Day likes to work thematically. “I like to do a lot of research when I do a show.” Though it’s too early to articulate thoughts for the collaborative installation the artists are beginning at CGCA under the theme “Connection,” he likes to do solo thematic installations on what might be described as a contemporary similar form of fairy tale, the fictionalized biography of the kind of person regarded as a cultural icon. The life of Tennessee Williams, who lived in New Orleans and made plays about this city, where both Day and Peretti now live and work half the year, is a provocative subject. Day’s association with New Orleans dating back to the time when Williams was still alive (He died in 1983). Day’s interest in Williams as a subject might obliquely parallel his collaborative work with Peretti. Like all biographies it suggests a certain mirroring. “Tennessee was part of my environment. I have a video tape of him being interviewed in New Orleans.” Day’s research actually extended to interviewing an actress who played Blanche in “Streetcar” and he shares Williams’ perception that New Orleans is a more European American city. “In Europe,” Day says, “Conversation is still regarded.”

In fact, Louisiana as a whole is a good place for artists. “In Louisiana, you get to know many cultures.” It was an early nexus of European culture in the US. Day is interested in the Neoclassical painters of this area, and the influence of artists like David and Delacroix.

Although, Day describes New Orleans as “very decadent, very dangerous,” but both artists appreciate the European flavor of this city. Peretti points out that “in the old days, there was more discussion among artists.” In New Orleans today weekly salon meetings of artists are mentioned as an ideal while in Köln such meetings actually take place.

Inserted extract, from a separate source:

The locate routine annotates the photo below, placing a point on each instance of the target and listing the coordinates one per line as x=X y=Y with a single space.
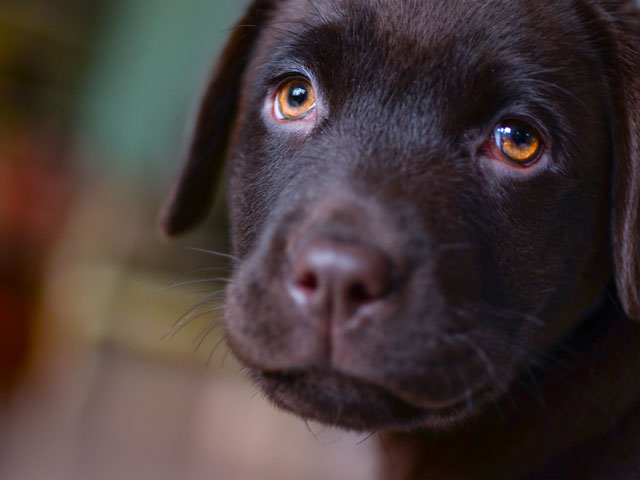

In April or May Peretti and Day shift to the Bavarian Alps and Köln, where Peretti has long maintained a small apartment and studio with rents so affordable it would be foolish to give them up. From Germany they can easily visit Paris and Prague, among the many sources of antiques and historical reproductions which they cast or utilize in other ways.

The work they are completing at CGCA is destined for a collaborative show in Munich. It takes about a year to pull together such a show. In addition to utilizing hot and kiln formed objects, as well as blown and painted forms, they specifically plan to work on sulphide inclusions at CGCA. This complex 18th century process, also called “cameo incrustation,” involves encasing an opaque, usually white, relief in solid glass.

The high level of illustrative detail made possible though this technique will add yet another dimension to an installation which will incorporate much more than the glass. Day plans projected images and film elements while Peretti will execute objects in space.

When they aren’t in the studio, they are antiquing in the New Jersey area, seeking pieces potentially suitable for their own work. Both artists appear very relaxed, very comfortable within the collaboration. The hardest part they say is choosing among so many options of form, material, and expression.

Alone and together (themes which pervade the individual oeuvre of both artists), Day and Peretti have a truly complementary understanding of art-making.

Day: “It’s all entertainment but I take it seriously.”

Peretti: “It’s all serious, but I’m entertained.”